Advertisement

Best in snow

ORCHARD PARK, N.Y. – They pulled it off.

For once the NHL, maligned, ridiculed and demeaned so often for trying to skate outside the box, took a big swing Tuesday and made solid contact. Hit it right out of the park, in fact. Yellowstone Park.

Just think of all the ways this could have backfired. An outdoor game in Buffalo, in the dead of winter, in front of a national television audience on a day most Americans are glued to watching college football when they aren't nursing a holiday hangover.

Instead, it's the NHL that is drunk with success.

The game's biggest young star – Sidney Crosby – topped an afternoon that brought everyone back to their roots with a Hollywood-scripted shootout goal to give the visiting Pittsburgh Penguins a 2-1 win over the Buffalo Sabres in front of 71,217 fans.

The week-old man-made rink, stretching between the 16-yard lines and built atop the football field of Ralph Wilson Stadium, served as the spectacular venue for the first NHL regular-season outdoor game in the United States. Snow fell nearly throughout, wind was tough at times, it was dark and cold, but none of that mattered. It all seemed just right for what the league was trying to promote.

"It was very good for the game," Sabres coach Lindy Ruff said. "It really brings you back to the roots, and I know that there's a lot more involved than just playing an outdoor game.

"It may not be the best hockey game because of the situation – the weather, the snow – but the atmosphere was incredible. It was incredible."

The game was different, and major adjustments had to be made because of the elements and circumstance. The light snow grew hard toward the end of regulation. The wind was blowing very hard by overtime and during the shootout. The wind chill dropped from the mid-30s into the low 20s and high teens.

Because snow would just stick to the top of the ice and freeze instead of blowing to the boards, the players learned quickly that stickhandling, stretch passes and one-time shots weren't going to work. There were only two icing calls in the entire game, the first 2:01 into the second period and not another until midway through overtime.
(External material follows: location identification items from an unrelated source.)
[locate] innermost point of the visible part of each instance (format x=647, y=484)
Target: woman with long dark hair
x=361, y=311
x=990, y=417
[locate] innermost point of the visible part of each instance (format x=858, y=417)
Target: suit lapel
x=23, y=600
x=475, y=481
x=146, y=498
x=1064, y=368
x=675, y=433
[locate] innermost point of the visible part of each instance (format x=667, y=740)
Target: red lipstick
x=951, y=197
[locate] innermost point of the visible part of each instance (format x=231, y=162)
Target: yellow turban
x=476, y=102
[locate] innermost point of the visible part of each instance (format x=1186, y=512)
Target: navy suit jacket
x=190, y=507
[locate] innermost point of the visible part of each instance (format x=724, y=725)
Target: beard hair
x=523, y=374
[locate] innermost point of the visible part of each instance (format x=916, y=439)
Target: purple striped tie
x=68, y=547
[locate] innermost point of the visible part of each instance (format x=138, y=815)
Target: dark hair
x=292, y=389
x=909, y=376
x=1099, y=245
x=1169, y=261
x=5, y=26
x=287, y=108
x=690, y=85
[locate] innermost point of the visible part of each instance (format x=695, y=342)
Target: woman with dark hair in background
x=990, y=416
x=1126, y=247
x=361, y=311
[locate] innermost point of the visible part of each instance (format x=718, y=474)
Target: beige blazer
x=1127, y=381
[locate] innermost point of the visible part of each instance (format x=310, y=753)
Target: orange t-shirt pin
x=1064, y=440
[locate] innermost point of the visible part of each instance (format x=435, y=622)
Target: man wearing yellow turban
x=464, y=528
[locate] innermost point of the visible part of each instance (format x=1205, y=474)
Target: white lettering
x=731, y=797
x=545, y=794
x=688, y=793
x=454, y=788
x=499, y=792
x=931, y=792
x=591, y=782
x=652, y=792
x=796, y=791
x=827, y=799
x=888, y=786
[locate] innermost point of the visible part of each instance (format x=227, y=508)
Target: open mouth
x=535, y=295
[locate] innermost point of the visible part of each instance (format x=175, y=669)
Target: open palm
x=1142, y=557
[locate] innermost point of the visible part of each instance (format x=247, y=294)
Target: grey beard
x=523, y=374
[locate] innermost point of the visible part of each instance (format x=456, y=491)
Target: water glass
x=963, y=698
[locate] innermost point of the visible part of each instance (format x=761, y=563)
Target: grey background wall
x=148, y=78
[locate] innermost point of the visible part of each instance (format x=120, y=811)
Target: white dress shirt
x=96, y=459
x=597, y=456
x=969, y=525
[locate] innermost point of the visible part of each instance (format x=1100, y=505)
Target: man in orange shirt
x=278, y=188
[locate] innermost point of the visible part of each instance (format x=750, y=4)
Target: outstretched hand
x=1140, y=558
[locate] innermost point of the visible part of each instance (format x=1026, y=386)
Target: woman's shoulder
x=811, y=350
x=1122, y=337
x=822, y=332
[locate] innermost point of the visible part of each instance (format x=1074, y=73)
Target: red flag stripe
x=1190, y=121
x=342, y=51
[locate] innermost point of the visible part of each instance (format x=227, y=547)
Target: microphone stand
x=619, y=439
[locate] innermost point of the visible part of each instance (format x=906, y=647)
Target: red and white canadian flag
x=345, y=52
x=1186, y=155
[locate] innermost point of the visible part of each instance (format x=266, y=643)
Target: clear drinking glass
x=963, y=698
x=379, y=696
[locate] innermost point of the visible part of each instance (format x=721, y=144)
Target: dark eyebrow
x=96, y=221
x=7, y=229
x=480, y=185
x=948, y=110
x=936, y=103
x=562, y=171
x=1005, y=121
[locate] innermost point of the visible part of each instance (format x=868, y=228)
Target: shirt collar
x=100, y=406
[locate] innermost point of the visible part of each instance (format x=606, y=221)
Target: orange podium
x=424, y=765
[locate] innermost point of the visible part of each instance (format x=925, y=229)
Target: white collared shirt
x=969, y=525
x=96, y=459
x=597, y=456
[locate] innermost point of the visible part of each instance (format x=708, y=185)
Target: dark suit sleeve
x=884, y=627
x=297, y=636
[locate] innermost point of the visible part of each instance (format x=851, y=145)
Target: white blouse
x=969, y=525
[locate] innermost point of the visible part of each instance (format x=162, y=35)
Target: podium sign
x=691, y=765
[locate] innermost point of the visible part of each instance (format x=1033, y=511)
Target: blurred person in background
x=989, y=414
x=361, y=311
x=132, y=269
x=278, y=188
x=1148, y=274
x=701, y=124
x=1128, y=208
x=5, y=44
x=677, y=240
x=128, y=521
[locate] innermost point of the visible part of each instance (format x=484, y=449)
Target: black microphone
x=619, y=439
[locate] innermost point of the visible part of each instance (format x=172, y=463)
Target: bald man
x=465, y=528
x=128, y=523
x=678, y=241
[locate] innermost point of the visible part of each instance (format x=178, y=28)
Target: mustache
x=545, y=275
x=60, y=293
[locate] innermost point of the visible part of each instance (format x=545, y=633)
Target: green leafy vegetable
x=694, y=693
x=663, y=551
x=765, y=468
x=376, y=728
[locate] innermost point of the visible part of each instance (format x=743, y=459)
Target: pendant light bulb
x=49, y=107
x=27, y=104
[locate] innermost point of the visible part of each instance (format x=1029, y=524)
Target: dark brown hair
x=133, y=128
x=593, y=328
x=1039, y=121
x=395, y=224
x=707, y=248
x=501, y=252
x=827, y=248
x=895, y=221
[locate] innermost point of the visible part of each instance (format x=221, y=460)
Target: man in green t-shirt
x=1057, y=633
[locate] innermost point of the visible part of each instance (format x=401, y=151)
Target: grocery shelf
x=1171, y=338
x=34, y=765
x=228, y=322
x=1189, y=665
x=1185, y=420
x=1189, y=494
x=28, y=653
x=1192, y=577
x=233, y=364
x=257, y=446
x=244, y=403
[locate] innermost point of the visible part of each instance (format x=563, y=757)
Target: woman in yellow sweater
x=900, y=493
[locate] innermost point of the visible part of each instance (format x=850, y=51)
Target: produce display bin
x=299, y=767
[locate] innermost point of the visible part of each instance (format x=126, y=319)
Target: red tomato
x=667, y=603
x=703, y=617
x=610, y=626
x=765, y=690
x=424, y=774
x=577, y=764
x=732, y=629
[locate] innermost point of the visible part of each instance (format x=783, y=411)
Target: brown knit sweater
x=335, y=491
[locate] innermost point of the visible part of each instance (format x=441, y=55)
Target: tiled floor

Two Zambonis scraped the ice at least every 10 minutes. In other words, they operated not only after each 20-minute period, but at mid-period, too. One Zamboni was out of commission for a point during the second half of the game because it froze up. Parking the Zambonis deep under the stadium in warmer climes was the trick.

And we saw NHL ice guru Dan Craig about as much as Crosby. The mastermind behind the ice making had to tend to one trouble spot throughout the game – a reoccurring divot above one of the faceoff circles that stubbornly would not cooperate.

All in all, no one was complaining in the end.

"I thought the NHL did a great job with the ice," Penguins coach Michel Therrien said. "There were times it was pretty tough, but they took care of it right away."

"When you see not a fan left throughout the whole game, that's pretty remarkable and something the league sees," Sabres defenseman Brian Campbell said.

"I'm obviously disappointed with the shootout, but overall I thought it was a great experience," Sabres goalie Ryan Miller said. "It's kind of a party atmosphere, everyone in different sections interacting, laughing, singing, swaying and having a good time. That's what we feel hockey is all about – celebrate the sport, come out and have a good time. I think that was accomplished."

Putting Crosby on a national stage was accomplished, too. And that's another thing the league hoped would happen.

The 20-year-old defending league scoring champ and MVP was front-and-center for Pittsburgh's two most critical plays. The only goal the Penguins scored in regulation came just 21 seconds after the opening faceoff, barely giving fans a chance to settle into their football seats after a lavish opening ceremony.

The only player seemingly not struggling to carry the puck, Crosby cut hard through the snow from the left faceoff circle to the front of the net where the puck popped free for linemate Colby Armstrong to deposit behind Miller.

The Sabres, who killed three first-period power plays to stay close, tied it 85 seconds into the middle period when Campbell teed up a pass Tim Connolly could not have made at any other time than on fresh ice and beat Pittsburgh goalie Ty Conklin, who made 36 saves.

That's how it stayed as the conditions deteriorated throughout the second half. A shootout seemed inevitable.

"All game long we would try to remind the players to keep it really simple," Therrien said.

In the shootout, teams had the option of which goal to defend and both chose the one with the strong wind to their back. Buffalo jumped out when Ales Kotalik scored on Conklin and Miller denied Erik Christensen.

But when Penguins rookie defenseman Kristopher Letang sandwiched a backhand goal past Miller between Conklin stops on Connolly and Maxim Afinogenov, it set the stage for Crosby vs. Miller.

Crosby moved carefully and cautiously from the red line into the slot, wary of not overskating the puck as he pushed it through the snow, and somehow managed to poke a shot in very close through Miller's 5-hole.

"My worry was just getting the puck to that area and once I got there, I just wanted to react," Crosby said.

"I like facing Sidney," Miller said. "I've seen a lot of him the last few years so, you know, I really want to stop him, obviously. I thought I made a good play to stay with him. I don't think he made quite the play he wanted, but it worked out for him."

And all this worked out for the NHL, too, for once.